Jakarta · Minggu, 6 September 2026Cari
WargaKonoha

Penutupan Bandara Soekarno-Hatta Diperpanjang Imbas Erupsi Anak Krakatau

Penutupan sementara aktivitas penerbangan di Bandara Internasional Soekarno-Hatta diperpanjang hingga Minggu, 6 September 2026, pukul 09.30 WIB. Keputusan ini diambil oleh PT Angkasa Pura Indonesia (InJourney Airports) setelah menerima NOTAM dari AirNav Indonesia terkait bahaya sebaran abu vulkanik Gunung Anak Krakatau. Penutupan ini memperpanjang durasi operasional yang sebelumnya ditetapkan Kementerian Perhubungan selama empat jam, yakni dari pukul 01.30 hingga 05.30 WIB. Direktur Jenderal Perhubungan Udara Kemenhub, Lukman F. Laisa, menyatakan bahwa penutupan dilakukan setelah hasil paper test menunjukkan indikasi positif paparan abu vulkanik di area bandara. Aspek keselamatan menjadi prioritas utama dalam keputusan ini. Dampak penutupan ini membuat 33 penerbangan terganggu, baik rute internasional maupun domestik.

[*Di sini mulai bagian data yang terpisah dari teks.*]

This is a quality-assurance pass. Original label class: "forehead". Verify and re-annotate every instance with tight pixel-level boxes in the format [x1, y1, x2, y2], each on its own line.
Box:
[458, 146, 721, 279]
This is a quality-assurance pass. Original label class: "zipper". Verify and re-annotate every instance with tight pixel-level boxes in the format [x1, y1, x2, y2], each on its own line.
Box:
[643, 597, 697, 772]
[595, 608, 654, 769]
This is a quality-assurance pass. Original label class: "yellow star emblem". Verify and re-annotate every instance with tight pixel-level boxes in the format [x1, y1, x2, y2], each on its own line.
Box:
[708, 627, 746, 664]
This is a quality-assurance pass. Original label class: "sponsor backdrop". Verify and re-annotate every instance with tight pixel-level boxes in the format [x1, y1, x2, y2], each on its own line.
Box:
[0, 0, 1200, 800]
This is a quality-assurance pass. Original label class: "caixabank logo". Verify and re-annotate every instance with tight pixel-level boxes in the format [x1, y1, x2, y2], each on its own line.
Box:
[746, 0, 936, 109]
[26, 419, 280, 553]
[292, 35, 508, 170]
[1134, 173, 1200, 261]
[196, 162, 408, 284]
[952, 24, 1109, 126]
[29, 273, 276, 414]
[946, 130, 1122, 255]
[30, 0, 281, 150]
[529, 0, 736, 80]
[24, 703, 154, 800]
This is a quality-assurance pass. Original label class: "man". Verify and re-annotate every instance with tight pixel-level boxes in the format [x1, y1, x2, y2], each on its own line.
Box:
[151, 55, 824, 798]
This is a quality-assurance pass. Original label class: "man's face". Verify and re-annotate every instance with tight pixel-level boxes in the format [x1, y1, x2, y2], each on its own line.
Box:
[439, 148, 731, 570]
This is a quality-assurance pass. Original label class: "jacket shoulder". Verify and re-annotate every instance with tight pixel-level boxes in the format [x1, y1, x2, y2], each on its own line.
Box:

Pada sektor internasional, 16 penerbangan dibatalkan, 7 ditunda, dan 5 dijadwalkan ulang. Rute yang terdampak meliputi Singapura, Hong Kong, Sydney, Seoul/Incheon, Doha, Amsterdam, dan Kuala Lumpur. Pada sektor domestik, 4 penerbangan dibatalkan dan 1 dialihkan ke bandara lain. Rute yang terkena meliputi Lampung, Denpasar, dan Surabaya. Untuk mengatasi dampak penutupan, InJourney Airports telah mengaktifkan prosedur Service Recovery Activation (SRA) di Bandara Soekarno-Hatta. Fasilitas SRA meliputi penyediaan makanan dan minuman, area tunggu khusus, serta koordinasi dengan maskapai untuk penyediaan bus pengantar ke hotel. Langkah serupa juga diterapkan di bandara lain yang terkena dampak, seperti Bandara Radin Inten II Lampung.